Die junge Dame am Empfangsschalter wusste schon, wer ich war, bevor ich meine Krankenkassenkarte zücken konnte. Der Professor, der mich operiert hatte, kam freudestrahlend auf mich zu: „Frau Moni, sind Sie notfallmässig da?“ Warum er dabei so zufrieden aussah, ist mir nach wie vor ein Rätsel aber ich hatte ja schon einmal geschrieben, dass sein Humor zuweilen etwas eigenartig ist.

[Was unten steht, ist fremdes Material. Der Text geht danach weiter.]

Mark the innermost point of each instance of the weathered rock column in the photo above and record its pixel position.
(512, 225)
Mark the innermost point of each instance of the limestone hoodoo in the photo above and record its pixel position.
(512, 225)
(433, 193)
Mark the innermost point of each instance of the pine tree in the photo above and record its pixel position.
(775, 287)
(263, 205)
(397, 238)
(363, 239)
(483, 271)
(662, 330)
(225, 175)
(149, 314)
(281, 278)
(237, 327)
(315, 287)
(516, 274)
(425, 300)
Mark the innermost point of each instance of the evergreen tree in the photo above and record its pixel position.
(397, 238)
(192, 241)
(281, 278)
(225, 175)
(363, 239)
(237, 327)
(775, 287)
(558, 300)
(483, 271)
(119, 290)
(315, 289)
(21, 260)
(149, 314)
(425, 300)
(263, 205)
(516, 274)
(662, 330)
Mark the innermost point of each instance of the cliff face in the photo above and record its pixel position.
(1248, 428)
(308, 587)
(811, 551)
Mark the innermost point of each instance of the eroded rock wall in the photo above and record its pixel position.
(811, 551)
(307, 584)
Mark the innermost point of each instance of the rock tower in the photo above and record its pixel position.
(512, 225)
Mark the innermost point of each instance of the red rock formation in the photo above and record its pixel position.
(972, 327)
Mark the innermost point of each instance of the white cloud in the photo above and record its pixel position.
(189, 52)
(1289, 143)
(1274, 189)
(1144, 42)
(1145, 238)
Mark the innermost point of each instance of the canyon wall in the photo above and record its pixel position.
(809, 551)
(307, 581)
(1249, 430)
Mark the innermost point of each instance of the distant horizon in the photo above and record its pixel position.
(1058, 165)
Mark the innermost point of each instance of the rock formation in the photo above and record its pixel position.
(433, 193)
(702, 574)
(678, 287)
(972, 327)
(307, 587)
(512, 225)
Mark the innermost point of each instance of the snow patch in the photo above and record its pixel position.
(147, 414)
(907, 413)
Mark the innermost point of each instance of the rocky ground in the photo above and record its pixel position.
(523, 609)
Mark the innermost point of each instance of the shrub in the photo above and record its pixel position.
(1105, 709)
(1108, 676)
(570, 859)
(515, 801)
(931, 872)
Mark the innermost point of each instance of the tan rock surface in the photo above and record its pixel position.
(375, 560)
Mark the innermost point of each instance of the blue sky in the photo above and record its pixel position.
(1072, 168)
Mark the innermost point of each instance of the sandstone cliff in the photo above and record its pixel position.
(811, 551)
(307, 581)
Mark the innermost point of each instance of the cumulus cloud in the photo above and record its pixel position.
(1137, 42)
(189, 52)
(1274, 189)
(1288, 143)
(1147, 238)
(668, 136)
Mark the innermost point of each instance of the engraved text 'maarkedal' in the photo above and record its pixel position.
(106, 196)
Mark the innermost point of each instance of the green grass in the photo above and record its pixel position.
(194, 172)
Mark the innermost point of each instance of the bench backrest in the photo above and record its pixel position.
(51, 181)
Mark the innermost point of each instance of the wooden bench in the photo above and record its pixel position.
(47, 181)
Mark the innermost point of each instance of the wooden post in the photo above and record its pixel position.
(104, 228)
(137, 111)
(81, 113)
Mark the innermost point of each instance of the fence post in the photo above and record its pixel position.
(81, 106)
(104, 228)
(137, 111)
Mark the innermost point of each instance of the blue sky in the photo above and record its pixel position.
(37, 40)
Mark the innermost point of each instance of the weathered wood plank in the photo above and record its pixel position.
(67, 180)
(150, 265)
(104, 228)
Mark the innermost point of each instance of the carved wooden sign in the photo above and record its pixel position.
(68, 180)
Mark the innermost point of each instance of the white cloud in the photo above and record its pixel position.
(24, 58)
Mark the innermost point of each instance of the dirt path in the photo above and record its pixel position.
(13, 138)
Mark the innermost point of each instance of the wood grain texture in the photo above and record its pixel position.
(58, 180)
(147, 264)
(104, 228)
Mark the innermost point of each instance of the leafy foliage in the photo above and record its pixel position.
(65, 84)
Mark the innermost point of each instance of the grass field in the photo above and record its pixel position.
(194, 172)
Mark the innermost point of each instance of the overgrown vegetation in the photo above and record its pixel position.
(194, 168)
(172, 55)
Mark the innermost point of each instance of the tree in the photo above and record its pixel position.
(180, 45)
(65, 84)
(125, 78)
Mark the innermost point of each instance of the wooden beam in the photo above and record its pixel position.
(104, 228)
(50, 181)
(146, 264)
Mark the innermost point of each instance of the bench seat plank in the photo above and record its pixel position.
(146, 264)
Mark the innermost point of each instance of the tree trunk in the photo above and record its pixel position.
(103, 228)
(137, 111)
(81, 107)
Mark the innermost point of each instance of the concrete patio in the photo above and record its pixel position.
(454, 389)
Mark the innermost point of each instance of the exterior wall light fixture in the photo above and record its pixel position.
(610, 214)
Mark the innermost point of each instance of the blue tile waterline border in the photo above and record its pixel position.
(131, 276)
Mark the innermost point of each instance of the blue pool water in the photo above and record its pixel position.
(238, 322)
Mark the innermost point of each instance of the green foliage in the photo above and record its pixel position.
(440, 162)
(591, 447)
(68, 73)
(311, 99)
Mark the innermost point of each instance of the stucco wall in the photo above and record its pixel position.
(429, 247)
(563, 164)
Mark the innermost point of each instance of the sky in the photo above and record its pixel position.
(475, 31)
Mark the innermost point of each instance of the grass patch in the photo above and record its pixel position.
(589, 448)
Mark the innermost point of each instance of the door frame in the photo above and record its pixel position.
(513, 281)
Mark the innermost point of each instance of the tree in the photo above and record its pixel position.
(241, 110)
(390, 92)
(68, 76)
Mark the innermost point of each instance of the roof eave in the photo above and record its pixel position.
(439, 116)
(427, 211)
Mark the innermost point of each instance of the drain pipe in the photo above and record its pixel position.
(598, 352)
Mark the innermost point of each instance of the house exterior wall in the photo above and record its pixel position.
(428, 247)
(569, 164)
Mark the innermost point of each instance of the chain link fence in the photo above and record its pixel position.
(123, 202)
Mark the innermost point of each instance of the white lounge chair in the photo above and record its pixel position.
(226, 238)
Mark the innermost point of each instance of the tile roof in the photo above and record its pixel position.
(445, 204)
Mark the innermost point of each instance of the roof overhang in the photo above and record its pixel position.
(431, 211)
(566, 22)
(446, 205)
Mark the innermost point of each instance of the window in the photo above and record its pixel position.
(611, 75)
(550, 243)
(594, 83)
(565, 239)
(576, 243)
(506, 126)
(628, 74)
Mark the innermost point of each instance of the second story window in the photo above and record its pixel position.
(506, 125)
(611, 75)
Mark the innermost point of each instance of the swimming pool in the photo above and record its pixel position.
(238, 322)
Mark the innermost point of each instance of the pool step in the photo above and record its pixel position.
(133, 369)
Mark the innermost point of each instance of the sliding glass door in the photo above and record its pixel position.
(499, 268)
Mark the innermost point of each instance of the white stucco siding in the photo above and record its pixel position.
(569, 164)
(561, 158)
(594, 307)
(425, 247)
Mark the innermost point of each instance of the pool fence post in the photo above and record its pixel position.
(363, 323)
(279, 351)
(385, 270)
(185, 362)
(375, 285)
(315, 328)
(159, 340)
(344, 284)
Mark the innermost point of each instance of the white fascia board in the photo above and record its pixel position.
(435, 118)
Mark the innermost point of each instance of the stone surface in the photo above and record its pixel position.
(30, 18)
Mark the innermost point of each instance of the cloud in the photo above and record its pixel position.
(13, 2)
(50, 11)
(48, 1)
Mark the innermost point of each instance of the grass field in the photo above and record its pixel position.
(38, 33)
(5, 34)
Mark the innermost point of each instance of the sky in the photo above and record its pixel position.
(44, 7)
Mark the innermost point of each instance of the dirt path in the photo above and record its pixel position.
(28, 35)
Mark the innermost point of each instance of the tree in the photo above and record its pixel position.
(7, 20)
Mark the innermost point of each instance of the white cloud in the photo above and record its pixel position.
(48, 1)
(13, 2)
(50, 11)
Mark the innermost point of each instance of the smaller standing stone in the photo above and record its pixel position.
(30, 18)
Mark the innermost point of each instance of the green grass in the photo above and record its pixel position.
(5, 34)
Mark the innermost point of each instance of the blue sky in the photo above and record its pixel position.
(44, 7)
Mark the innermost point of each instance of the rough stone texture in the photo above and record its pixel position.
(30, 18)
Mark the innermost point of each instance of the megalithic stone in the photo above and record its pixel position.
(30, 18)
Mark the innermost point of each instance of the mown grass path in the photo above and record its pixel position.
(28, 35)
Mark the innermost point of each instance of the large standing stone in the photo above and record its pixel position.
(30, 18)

Im Wartezimmer traf ich zufällig eine Patientin, die noch vor zwei Wochen mit mir im Zimmer gelegen hatte. Mittlerweile war sie auch operiert und auf dem Weg der Besserung. Die Pflegefachfrau, die mich ins Behandlungszimmer führte, bedauerte, dass ich schon wieder da sei und der Assistenzarzt, der mich darauf untersuchte, konnte sich auch noch bestens an mich erinnern.

Was sagt mir das alles? Ich habe schon viel zu viel Zeit in diesem Krankenhaus verbracht.